De tous les fromages AOC/AOP normands, mon préféré est le NeufChâtel (d’ailleurs si vous savez où je peux en trouver du bon à Lyon, je suis preneuse).
Le Portugal, invité 2017 des Rencontres de Cambremer
A chaque édition, les Rencontres de Cambremer accueillent un invité (région ou pays) et cette année, il s’agissait du Portugal et plus particulièrement le centre du Portugal. Ana Soeiro, directrice de Qualifica, qui est une association de producteurs de produits AOP et IGP portugais, a montré lors de son intervention, les richesses de son pays et a présenté les produits IGP en préparation. C’était passionnant et cela donnait vraiment envie de partir en voyage au Portugal.
Étaient donc présents sur plusieurs stands les produits du Portugal suivants :
-le Queijo (fromage) da Beira Baixa AOP, un fromage cylindrique à pâte molle et à croûte fine qui se décline en trois goûts
-le fromage Serrada da Estrela AOP, un fromage au lait cru de brebis à pâte onctueuse
-l’huile d’olive de Beira AOP à la saveur fruitée et dont il ne restait plus une seule bouteille le samedi soir
-le vin blanc et le vin rouge de la région du Centre Quinta Dos Platanos, appelation de Alenquer
-les Ovos de Aveiro IGP, littéralement les oeufs mous d’Aveiro, une douceur d’origine monastique dont la production remonte à plusieurs siècles.
Un des ateliers de cuisine était d’ailleurs consacré à cette confiserie dont l’extérieur aux motifs marins fait penser à de l’hostie et qui n’est composé que d’oeufs et de sirop de sucre (et de beaucoup de savoir faire).
J’ai aussi eu l’occasion de présenter ces ovos moles de Aveiro dans un dessert imaginé par Rémy Subileau, chef au Café Forges (situé à Beuvron-en-Auge). Je l’ai assisté lors d’un atelier où nous avons dressé un dessert mariant influences normandes et influences portugaises, à savoir une quenelle de mousse de teurgoule (la teurgoule étant un riz au lait cuit au four et un incontournable normand) servie avec des suprêmes de clémentine et un « topping » mixant noix concassées et biscuits ovos moles de Aveiro. Pas le temps d’être aux fourneaux et derrière l’appareil photo pour vous montrer le résultat mais j’ai pu en goûter une bouchée et c’était délicieux !
Mangez des pommes
Impossible d’aller en Normandie sans boire au moins du cidre mais pas n’importe lequel s’il vous plait : le cidre pays d’Auge AOP ou le cidre Cotentin AOP. J’en ai goûté dès le premier soir à Cambremer ainsi que du Poiré Domfront dont j’ai ramené une bouteille.

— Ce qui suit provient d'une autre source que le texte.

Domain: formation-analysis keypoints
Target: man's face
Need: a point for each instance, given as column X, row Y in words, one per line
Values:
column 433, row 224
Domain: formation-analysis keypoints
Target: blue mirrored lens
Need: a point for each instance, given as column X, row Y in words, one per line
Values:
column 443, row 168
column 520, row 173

En Normandie, d’après ce que j’ai saisi, le poiré est servi pour les fêtes comme du champagne.
Lors des visites des Caves Huet, j’en ai appris plus sur le processus de fabrication du cidre : les pommes sont ramassées à la machine (une machine avec balai) une fois au sol, elles sont lavées puis triées à la main, les pommes sont ensuite broyées, elles macèrent avant de passer au pressoir. On obtient alors du moût de pommes qui deviendra soit du jus de pomme, soit du cidre, soit du pommeau, soit du calvados.

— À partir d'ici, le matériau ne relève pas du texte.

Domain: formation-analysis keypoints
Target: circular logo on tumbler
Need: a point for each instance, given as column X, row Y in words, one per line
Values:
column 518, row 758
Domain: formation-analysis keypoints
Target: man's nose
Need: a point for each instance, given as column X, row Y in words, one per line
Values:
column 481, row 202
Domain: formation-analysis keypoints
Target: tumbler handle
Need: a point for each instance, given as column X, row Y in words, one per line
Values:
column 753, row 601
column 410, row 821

Le pommeau est un alcool relativement récent, il est peu alcoolisé et personnellement je préfère cela au calvados. Le vieillissement, dans les deux cas, se fait dans des fûts en bois. C’est ce dernier qui apporte une coloration au calvados. Contrairement à du vin, le vieillissement s’arrête dès que le calvados est mis en bouteille.
La distillation du calvados AOC aux caves Huet, s’effectue dans deux alambics (un alambic à simple distillation et un alambic à double distillation). Le processus complet dure 18h …inutile de vous faire un dessin quant à la différence avec un produit industriel.
Autre taille d’exploitation, autres méthodes de travail (j’en retiens tout de même un travail très physique, si le propriétaire est un ancien prof de sport ce n’est pas un hasard !) avec la ferme du bout du chemin de Luc et Nicole Bignon qui produit 20 000 bouteilles de cidre vendues sur place.
On va voir les vaches ?
Mon week-end normand s’est terminé par la visite du Manoir de Grandouet, propriété de Stéphane et Lucile Grandval. Stéphane Grandval est à la fois producteur cidricole et laitier, il est très impliqué dans les Rencontres de Cambremer et dans la défense de la qualité des produits de la région.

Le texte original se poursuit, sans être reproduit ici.